Neyseki sonunda bunları aşmıştık. Konu artık eski rutinine dönüyordu: Sarhoş mavi. "Sen şimdi evde tek korkmuyor musun?" Hah. Henüz öyle bir imkanımda olmadı Kumru'cuğum. Parmaklıklar sağolsun. "Hayır. Balkon kapısında demir parmaklıklar var. Ben de bugün gördüm."

"Nasıl yani? Sen taktırmadın mı? Kim taktırdı o zaman? Aaa, yoksa hırsız mı?" Ondan biraz mantıklı olmasını istecek olsam da içimdeki benin ikazıyla sustum. Sanki ben çok mantıklı konuşuyordum da! Ama benimkinin bir sebebi vardı. Benim sebebim maviydi... Onu düşünme Derin, onu düşünme. Başka bir sebep bul. Mesela ben mantıklı olamıyordum çünkü... Penguenler kutuplarda yalnızdı. Evet bu olmuştu!

"Off Kumru. Neden hırsız benim evime parmaklık taktırmış olsun? Ben onlarda kalırken Kıvanç taktırmış." Telefonun karşı tarafından bir ovv sesi geldiğinde yüzümde bir sırıtma oldu. Herkes sarhoş maviyi kibar bilsin istiyordum. İyi, düşüceli, efendi... Onunla gurur duymak istiyordum. Ben gerçeği bilsem de kimseye çaktırmazdım ki.

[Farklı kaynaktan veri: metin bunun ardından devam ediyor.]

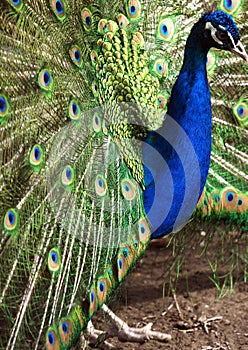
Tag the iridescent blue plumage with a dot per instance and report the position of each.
(173, 190)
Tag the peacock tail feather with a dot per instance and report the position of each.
(81, 85)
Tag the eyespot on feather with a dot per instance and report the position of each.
(66, 331)
(162, 100)
(242, 205)
(16, 4)
(128, 189)
(101, 185)
(93, 301)
(144, 231)
(4, 106)
(103, 289)
(133, 9)
(96, 122)
(166, 30)
(122, 21)
(74, 110)
(102, 26)
(87, 18)
(215, 200)
(229, 199)
(52, 339)
(76, 56)
(159, 68)
(94, 58)
(11, 219)
(68, 175)
(54, 260)
(240, 112)
(95, 89)
(45, 79)
(36, 156)
(58, 8)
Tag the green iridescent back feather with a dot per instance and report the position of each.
(72, 216)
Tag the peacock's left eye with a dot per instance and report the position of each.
(222, 35)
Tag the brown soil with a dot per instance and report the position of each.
(142, 302)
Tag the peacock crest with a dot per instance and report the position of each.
(84, 87)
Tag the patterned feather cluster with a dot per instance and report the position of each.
(81, 84)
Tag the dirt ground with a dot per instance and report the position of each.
(206, 321)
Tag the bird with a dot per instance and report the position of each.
(106, 144)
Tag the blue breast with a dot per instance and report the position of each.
(177, 156)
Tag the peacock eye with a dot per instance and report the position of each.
(222, 35)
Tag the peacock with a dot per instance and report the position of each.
(106, 143)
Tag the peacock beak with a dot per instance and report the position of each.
(240, 50)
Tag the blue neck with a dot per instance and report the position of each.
(178, 154)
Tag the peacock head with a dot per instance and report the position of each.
(219, 30)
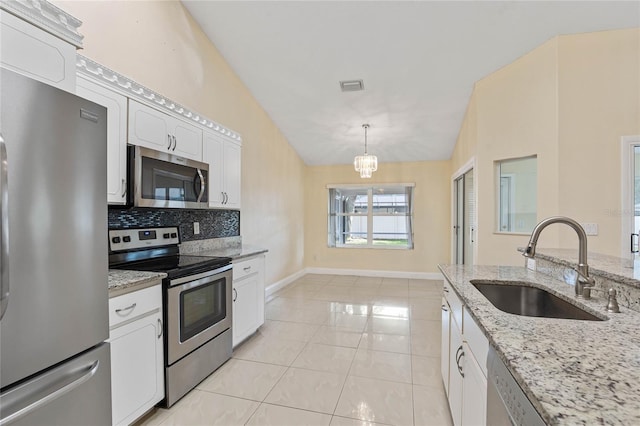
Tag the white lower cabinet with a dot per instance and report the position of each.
(248, 297)
(464, 357)
(137, 360)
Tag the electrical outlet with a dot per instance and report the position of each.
(590, 228)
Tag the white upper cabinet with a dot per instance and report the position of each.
(116, 105)
(32, 50)
(154, 129)
(224, 157)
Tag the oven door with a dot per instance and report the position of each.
(160, 179)
(198, 309)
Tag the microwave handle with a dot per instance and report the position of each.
(203, 185)
(4, 229)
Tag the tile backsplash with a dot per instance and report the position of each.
(213, 223)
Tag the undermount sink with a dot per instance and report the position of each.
(522, 299)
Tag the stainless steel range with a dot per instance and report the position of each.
(196, 301)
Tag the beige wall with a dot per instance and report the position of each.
(158, 44)
(568, 101)
(599, 101)
(431, 218)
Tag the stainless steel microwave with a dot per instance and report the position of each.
(160, 179)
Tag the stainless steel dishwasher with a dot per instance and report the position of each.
(507, 403)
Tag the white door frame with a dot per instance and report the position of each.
(470, 164)
(627, 209)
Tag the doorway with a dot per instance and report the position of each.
(464, 213)
(630, 211)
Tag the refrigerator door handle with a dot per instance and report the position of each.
(55, 386)
(4, 229)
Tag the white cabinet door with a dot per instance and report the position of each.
(116, 105)
(224, 158)
(456, 379)
(445, 348)
(33, 52)
(137, 358)
(245, 303)
(156, 130)
(474, 391)
(248, 297)
(148, 127)
(232, 173)
(213, 154)
(188, 140)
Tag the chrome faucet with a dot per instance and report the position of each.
(584, 281)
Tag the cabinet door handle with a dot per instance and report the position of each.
(459, 355)
(128, 308)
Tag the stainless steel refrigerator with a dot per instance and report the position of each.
(54, 364)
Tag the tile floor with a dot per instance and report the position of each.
(334, 350)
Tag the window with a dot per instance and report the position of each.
(371, 216)
(516, 183)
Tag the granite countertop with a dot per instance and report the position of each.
(235, 253)
(574, 372)
(123, 282)
(615, 268)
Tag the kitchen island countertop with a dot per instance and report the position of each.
(123, 282)
(235, 253)
(574, 372)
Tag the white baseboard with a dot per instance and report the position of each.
(376, 273)
(268, 291)
(360, 272)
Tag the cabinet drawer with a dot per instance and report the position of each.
(247, 267)
(128, 306)
(476, 340)
(454, 303)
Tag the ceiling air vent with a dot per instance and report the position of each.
(351, 85)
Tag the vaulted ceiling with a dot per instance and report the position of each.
(418, 60)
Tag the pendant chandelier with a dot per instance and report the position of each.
(365, 164)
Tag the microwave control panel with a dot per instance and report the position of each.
(131, 239)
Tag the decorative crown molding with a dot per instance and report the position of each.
(48, 17)
(131, 89)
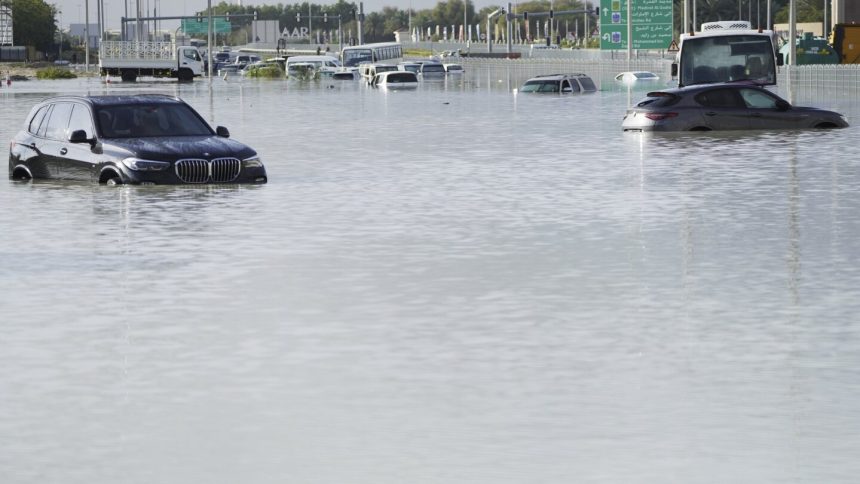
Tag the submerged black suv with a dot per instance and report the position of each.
(140, 139)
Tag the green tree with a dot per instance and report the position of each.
(806, 12)
(33, 23)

"Derin, sizin aranızda ne var? Gerçekten." Upss. Bu konuyu düşünme Derin. Ama düşünmezsem cevap veremem ki. Ne yapacaktım? Tamam, o zaman az düşüneceğim. "Bilmiyorum." O kadarcık düşünmeye bu kadar iyi bir cevap bulabilmiştim sadece.

Kumru, başladığı konuşmanın ciddiyetini göstermek istercesine derin bir nefes aldı ve söze girdi. "Bak Derin, o düşünceli bir çocuk..." Tam da onun hakkında düşünmesini istediğim gibi düşünüyordu. Güzeel. Ama buradan sonra konuşmanın böyle devam etmeyeceğini biliyordum. Telefonun karşı tarafındaki sık nefes almaların ve 'Konuşmaya nereden başlayacağımı bilmiyorum.' manasına gelen ağız şaklatmalarının başka bir açıklaması olamazdı.

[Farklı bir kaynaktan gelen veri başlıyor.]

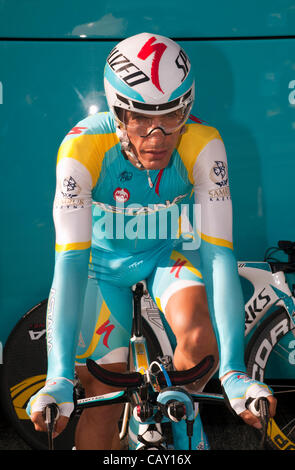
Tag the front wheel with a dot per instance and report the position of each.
(270, 357)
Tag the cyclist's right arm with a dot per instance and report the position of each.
(73, 225)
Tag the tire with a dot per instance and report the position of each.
(23, 374)
(24, 371)
(270, 357)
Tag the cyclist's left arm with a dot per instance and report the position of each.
(220, 271)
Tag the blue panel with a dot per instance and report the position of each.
(119, 19)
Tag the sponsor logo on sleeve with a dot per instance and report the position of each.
(219, 176)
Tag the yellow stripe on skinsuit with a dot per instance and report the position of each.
(192, 142)
(176, 256)
(88, 149)
(72, 246)
(102, 318)
(216, 241)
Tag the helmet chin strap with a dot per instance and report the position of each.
(125, 144)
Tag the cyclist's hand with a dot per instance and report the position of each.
(238, 388)
(59, 391)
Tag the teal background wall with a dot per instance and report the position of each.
(51, 66)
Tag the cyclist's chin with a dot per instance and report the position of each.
(155, 161)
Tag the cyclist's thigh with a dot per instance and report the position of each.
(176, 270)
(106, 324)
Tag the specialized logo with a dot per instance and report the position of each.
(183, 63)
(105, 329)
(125, 176)
(219, 175)
(125, 69)
(158, 50)
(22, 392)
(77, 130)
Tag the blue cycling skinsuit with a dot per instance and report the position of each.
(116, 226)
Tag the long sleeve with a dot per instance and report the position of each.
(72, 219)
(219, 265)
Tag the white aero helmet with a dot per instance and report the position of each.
(149, 74)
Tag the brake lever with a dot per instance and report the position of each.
(51, 415)
(260, 408)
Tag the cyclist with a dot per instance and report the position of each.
(162, 212)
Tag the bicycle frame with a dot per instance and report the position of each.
(270, 289)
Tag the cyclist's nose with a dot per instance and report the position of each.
(156, 132)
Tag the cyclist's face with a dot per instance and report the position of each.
(153, 150)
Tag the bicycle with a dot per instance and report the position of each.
(28, 337)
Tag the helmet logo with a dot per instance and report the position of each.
(148, 49)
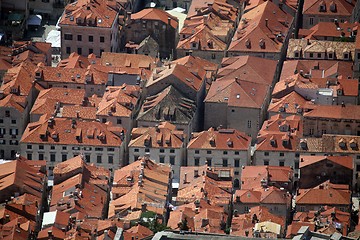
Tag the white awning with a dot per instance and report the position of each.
(54, 38)
(34, 20)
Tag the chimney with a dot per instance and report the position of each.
(169, 21)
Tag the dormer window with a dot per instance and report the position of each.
(248, 43)
(296, 54)
(262, 43)
(332, 7)
(78, 20)
(322, 7)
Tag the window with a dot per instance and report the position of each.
(225, 162)
(172, 160)
(237, 162)
(68, 36)
(196, 161)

"Sana dediklerim hakkında düşündün mü? Kıvanç'ın kavga etmesiyle ilgili olanları. Bak, ben biraz baktım internetten şurdan burdan. Çocuk çok sık kavga ediyormuş. Resmen şiddet düşkünü tamam mı? Yani... Şey... Ne bileyim işte. Onunla görüşmesen?"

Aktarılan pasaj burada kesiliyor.